Lucene: The Good Parts (2015)

weeksie · on March 30, 2022

Memory lane. Way back in the mists of time, circa 2004 or 5 I wanted to learn about search indexing. I was a pre-rails ruby head and translated a large portion of lucene's index code into ruby as a learning exercise. The result was abysmal and somewhat wonky, but I did learn a bunch. Both about lucene and ruby's FFI.

Reading and translating code is such a great way to internalize a concept that you're unfamiliar with, while getting a glimpse into someone else's mental model.

Lots of people tell you to read code, but it's hard to overstate the power of filtering a codebase through your brain and out your fingertips.

rjbwork · on March 30, 2022

Neat! A bit over a decade ago, I had a similar experience with Lucene (not that I implemented it from scratch, but certainly used it in a fairly unorthodox, for the time, manner). I had to implement some search stuff and Elastic Search was still in its infancy so was not necessarily the "obviously right choice" as it has been recently for this kind of document search job.

I implemented a multi-tenant search engine on top of Lucene using C# and Azure Blob Storage under the direction of my manager at the time.
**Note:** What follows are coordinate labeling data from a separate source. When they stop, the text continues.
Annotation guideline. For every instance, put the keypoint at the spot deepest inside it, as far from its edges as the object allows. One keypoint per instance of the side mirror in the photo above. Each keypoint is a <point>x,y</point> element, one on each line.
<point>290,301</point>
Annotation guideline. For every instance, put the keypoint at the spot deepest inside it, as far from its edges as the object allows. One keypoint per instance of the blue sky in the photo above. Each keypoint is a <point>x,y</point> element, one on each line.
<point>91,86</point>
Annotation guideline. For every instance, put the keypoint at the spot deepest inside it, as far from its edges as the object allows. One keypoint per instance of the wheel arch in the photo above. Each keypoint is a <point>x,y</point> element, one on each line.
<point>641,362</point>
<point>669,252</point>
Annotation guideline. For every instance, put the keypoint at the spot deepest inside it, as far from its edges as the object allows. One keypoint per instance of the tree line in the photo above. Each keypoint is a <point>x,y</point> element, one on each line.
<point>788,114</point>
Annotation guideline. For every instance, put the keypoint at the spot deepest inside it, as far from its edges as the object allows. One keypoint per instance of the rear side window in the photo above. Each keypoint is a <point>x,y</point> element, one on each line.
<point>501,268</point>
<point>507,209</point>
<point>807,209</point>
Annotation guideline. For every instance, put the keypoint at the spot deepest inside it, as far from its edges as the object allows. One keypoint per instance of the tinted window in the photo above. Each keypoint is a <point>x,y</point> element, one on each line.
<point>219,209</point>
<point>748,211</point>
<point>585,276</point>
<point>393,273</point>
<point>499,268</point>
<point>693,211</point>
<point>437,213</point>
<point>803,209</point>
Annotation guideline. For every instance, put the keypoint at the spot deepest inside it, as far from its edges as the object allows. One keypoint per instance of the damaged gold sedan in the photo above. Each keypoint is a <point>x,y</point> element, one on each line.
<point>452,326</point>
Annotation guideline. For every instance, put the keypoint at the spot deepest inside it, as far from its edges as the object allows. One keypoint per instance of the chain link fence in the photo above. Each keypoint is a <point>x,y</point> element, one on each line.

This was actually pretty cool, because I had actually learned about TF-IDF and search technologies in school so it was nice to be using some of that knowledge. And there were a lot of problems to solve with regards to locking, index update coordination, etc. that, as we know, ES takes care of for us today. Anyway, the project was a success, and launched, and backed a couple of products for a couple of years until it was decommissioned due to outside forces basically making it irrelevant.

That knowledge and experience seems to have ultimately led me down the path to becoming the resident ES "expert" at my current position.

madmax108 · on March 30, 2022

Lucene was my introduction to concepts in document search such as TF-IDF and attribute-based information retrieval working at an eCommerce company where these problems were our bread and butter, but while it was incredibly good at what it did, the concepts it used were so 'low-level' that I always felt like higher level "wrappers" around Lucene such as Solr/ElasticSearch were so much easier to get started with and scaled up (and in many ways, more idiot-proof), even as someone who was not a novice to the field.

Lucene in Action was an incredible book though, esp. given the time when it came out, and somehow has remained quite relevant through the years too! Strong recommend!

blakesterz · on March 30, 2022

"In 2004, Solr was created by Yonik Seeley at CNET Networks as an in-house project to add search capability for the company website."

I have no idea how I never knew that CNET created Solr! (Solr uses Lucene)

tomwheeler · on March 30, 2022

About ten years after creating Solr, Yonik Seeley joined Cloudera to work on integration between Apache Hadoop and Solr.

There's an interesting connection here: Doug Cutting, perhaps best known as the creator of Hadoop, was the Chief Architect at Cloudera. Most people recognize Doug as the creator of Apache Hadoop, but he also created Lucene. In fact, Hadoop originated from a Lucene subproject called Nutch, which aimed to build a scalable web crawler.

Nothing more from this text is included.